Influence of residual stresses on thermo-mechanical fatigue in turbine housings

This poster presents the results of a neutron investigation of the residual stresses generated during the production of the turbine housing component of a turbocharger with the aim of improving simulation methodologies to predict the locations of thermal fatigue and fracture locations and hence improve the performance of the turbochargers.
Initial strain measurements were made on ENGIN-X (Rutherford Appleton Laboratory, UK) on three turbine housings selected from various stages in the manufacturing process. Measurements were made on a region of the housing where failures (cracks) have been recorded after accelerated durability tests, although these have never been predicted by FEA. Measurements were also made using SALSA (ILL, France) on two turbine housings, one as cast and one heat treated. In this experiment the internal divider wall was examined in detail as this is an area where crack initiation can occur during operation. Our results show that heat treatment can reduce compressive residual stresses.
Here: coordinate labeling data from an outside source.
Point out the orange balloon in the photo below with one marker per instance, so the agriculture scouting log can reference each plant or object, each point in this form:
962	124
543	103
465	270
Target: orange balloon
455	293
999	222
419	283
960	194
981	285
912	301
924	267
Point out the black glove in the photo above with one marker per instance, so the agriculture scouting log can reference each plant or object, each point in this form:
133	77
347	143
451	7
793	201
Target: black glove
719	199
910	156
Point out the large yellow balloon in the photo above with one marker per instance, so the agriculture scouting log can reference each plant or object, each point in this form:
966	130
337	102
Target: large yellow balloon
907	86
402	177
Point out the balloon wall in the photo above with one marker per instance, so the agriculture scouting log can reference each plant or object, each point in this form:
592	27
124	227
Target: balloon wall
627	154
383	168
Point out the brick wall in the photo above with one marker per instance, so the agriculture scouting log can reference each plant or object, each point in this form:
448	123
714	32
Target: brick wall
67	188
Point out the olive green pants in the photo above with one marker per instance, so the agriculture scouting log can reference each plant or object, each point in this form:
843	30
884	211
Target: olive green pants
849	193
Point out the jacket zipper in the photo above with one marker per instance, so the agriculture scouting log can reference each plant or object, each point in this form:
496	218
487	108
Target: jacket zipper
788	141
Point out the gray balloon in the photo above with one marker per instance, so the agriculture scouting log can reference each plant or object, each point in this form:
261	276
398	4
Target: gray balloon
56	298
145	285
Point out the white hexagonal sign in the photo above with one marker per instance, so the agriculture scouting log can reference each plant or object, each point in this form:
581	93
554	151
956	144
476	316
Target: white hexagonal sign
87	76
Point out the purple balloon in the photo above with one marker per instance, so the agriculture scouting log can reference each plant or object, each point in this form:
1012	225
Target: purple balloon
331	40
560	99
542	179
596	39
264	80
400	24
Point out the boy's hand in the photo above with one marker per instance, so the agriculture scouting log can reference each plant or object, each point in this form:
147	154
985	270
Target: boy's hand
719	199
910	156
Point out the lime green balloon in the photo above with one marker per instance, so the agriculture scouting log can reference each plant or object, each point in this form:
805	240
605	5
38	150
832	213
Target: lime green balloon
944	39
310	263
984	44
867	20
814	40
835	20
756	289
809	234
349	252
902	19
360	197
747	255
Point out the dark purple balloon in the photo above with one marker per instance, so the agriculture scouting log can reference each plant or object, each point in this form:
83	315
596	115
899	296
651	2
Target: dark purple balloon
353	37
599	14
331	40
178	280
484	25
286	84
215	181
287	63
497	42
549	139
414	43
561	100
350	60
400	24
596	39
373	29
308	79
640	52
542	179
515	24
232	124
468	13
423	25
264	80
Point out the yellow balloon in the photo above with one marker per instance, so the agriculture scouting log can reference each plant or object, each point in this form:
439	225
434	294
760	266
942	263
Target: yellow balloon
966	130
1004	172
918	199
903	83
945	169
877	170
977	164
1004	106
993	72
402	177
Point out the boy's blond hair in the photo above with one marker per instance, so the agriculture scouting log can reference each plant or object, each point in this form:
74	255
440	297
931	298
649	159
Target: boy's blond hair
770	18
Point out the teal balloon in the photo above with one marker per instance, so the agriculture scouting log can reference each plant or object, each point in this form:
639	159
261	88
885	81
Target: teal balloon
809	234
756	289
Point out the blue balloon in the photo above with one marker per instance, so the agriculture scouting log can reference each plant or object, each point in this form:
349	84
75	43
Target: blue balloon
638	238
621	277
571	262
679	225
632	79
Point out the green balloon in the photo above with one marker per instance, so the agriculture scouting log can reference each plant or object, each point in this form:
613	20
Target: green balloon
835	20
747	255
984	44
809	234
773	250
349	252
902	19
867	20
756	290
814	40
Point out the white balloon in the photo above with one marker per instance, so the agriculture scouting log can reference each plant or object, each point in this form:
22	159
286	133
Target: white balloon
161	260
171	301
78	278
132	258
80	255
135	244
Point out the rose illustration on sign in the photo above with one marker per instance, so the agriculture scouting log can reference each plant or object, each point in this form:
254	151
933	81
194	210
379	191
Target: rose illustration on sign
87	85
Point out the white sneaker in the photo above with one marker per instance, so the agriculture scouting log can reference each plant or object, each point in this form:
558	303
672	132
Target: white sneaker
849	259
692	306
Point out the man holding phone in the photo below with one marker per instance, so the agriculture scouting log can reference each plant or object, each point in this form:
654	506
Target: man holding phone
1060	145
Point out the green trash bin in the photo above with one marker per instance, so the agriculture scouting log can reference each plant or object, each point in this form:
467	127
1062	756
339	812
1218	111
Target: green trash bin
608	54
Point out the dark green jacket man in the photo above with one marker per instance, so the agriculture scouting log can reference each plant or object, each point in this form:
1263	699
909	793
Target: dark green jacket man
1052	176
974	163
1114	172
However, as compressive stresses are thought to slow the onset of crack initiation and could be beneficial in the material, questions about the efficacy of current production methods have now been raised.
These results will be compared with the results of FEA simulations, and suggestions for modifying the simulation methodology and/or production route will be discussed.
The authors wish to thank Dr Jon James (Open University) for his help in setting up the ENGIN-X experiment and for the use of the SScanSS software.